The irony is that the Government has been vague when it ought to have been precise and precise when it ought to have been vague. 

The Sun’s headline exposes the problem: a roadmap that was outwardly based on “data, not dates” has been explicitly marked with entries in the calendar.

Johnson did not have to specify the dates of 12 April for hairdressers and outdoor hospitality, 17 May for indoor gatherings, and 21 June for ‘normal life’ – he chose to.

Of course, those dates caught the public’s attention and, on social media at least, the milestone of 21 June has become an obsession. The fact that Johnson specified “no earlier than” before those dates was irrelevant – he either knew that those dates would become hewn in stone, in which case he was deliberately reckless, or he did not, in which case he was nakedly stupid.

The Prime Minister could easily have spoken in general terms, which would have made clear that these were general aspirations, not a concrete schedule. As we know from experience, the virus does not run to a timetable. But those dates cannot now be forgotten. Either we are fully unlocking by 21 June, come what may, or Johnson will yet again usher in public anger and disappointment.

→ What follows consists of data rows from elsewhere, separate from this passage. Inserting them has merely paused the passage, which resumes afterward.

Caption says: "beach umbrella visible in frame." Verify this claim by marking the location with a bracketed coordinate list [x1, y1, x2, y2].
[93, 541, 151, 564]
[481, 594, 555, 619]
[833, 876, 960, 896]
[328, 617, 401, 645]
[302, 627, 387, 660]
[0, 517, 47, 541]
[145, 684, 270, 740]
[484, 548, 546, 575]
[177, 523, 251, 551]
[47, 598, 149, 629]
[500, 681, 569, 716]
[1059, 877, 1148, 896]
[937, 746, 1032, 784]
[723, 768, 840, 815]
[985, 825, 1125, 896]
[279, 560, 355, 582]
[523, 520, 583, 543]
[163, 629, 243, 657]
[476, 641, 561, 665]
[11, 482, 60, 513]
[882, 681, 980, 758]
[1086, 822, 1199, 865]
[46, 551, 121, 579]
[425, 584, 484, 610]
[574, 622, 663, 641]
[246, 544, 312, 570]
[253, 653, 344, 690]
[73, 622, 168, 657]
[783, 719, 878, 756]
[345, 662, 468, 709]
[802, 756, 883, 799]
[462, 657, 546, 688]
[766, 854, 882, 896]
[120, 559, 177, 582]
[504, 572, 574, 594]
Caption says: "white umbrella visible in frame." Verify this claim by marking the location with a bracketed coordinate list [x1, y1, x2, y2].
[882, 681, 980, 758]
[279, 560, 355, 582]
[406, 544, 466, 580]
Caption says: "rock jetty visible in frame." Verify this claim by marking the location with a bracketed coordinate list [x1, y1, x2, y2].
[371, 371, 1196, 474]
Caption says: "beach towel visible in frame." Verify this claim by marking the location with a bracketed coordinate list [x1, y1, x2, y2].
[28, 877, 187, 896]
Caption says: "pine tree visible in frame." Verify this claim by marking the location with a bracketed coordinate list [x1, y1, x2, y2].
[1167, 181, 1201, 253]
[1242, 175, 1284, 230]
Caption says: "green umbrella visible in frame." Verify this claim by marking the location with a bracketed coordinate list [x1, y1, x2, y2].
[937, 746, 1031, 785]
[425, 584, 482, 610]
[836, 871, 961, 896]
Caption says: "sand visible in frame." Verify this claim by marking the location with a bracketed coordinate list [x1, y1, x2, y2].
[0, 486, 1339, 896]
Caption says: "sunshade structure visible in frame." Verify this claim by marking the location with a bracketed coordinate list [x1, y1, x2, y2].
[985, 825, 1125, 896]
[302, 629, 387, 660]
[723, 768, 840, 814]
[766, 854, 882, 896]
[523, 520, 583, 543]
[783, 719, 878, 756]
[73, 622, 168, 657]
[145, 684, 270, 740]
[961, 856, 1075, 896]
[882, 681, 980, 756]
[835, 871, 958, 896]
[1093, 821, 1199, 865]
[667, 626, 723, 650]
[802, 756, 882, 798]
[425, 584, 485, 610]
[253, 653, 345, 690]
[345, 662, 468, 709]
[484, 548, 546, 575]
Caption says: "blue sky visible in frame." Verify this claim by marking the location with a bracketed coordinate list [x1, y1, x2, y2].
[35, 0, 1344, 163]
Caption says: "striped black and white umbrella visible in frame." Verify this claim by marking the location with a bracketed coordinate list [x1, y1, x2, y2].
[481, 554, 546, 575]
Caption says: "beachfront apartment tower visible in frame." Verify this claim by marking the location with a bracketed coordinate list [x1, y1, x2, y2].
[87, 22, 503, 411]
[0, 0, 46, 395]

Part of this is about human behaviour. If people hear a date, it promotes certainty over conditionality: we start planning and preparing for eased restrictions, build up our hopes, and potentially let down our guard as well. Cases are low, the weather is improving, and the Government has scheduled ‘freedom’ in a specified number of days. If something is shortly to be permitted, on an arbitrary date, why not now?

It is also unclear how any of this makes political sense. A timetable may now alienate everyone: normalising prematurely, which risks a resurgence of the virus and a fresh lockdown, or prolonging restrictions into the summer. Either scenario will invite bitter recriminations from newspaper editors and restless Conservative backbenchers, and further drain public trust.

The Fear of Hope

This is, of course, an occasion where we want Boris Johnson to be proved right. After a year of repeated setbacks, trauma and exhaustion – and being conditioned to expect the worst – the prospect of music festivals in July seems almost too good to be true.

The problem is that it might be.

This roadmap feels too premature, builds too many expectations, and risks undoing all of our hard work. Even with the vaccination roll-out, the Coronavirus could continue to spread. We have been in a cycle of lockdown and release since last March because we have locked down too late and unlocked too early.

In the end, the only thing worse than hope is false hope.

People need something to look forward to, but it should not be at the mercy of a Government which never learns from its mistakes. We cannot go to nightclubs in June, only to return to lockdown in September.

If Johnson really wants his roadmap to be irreversible, he needs to ignore arbitrary dates, newspaper headlines and Conservative MPs and, for once, focus on the virus.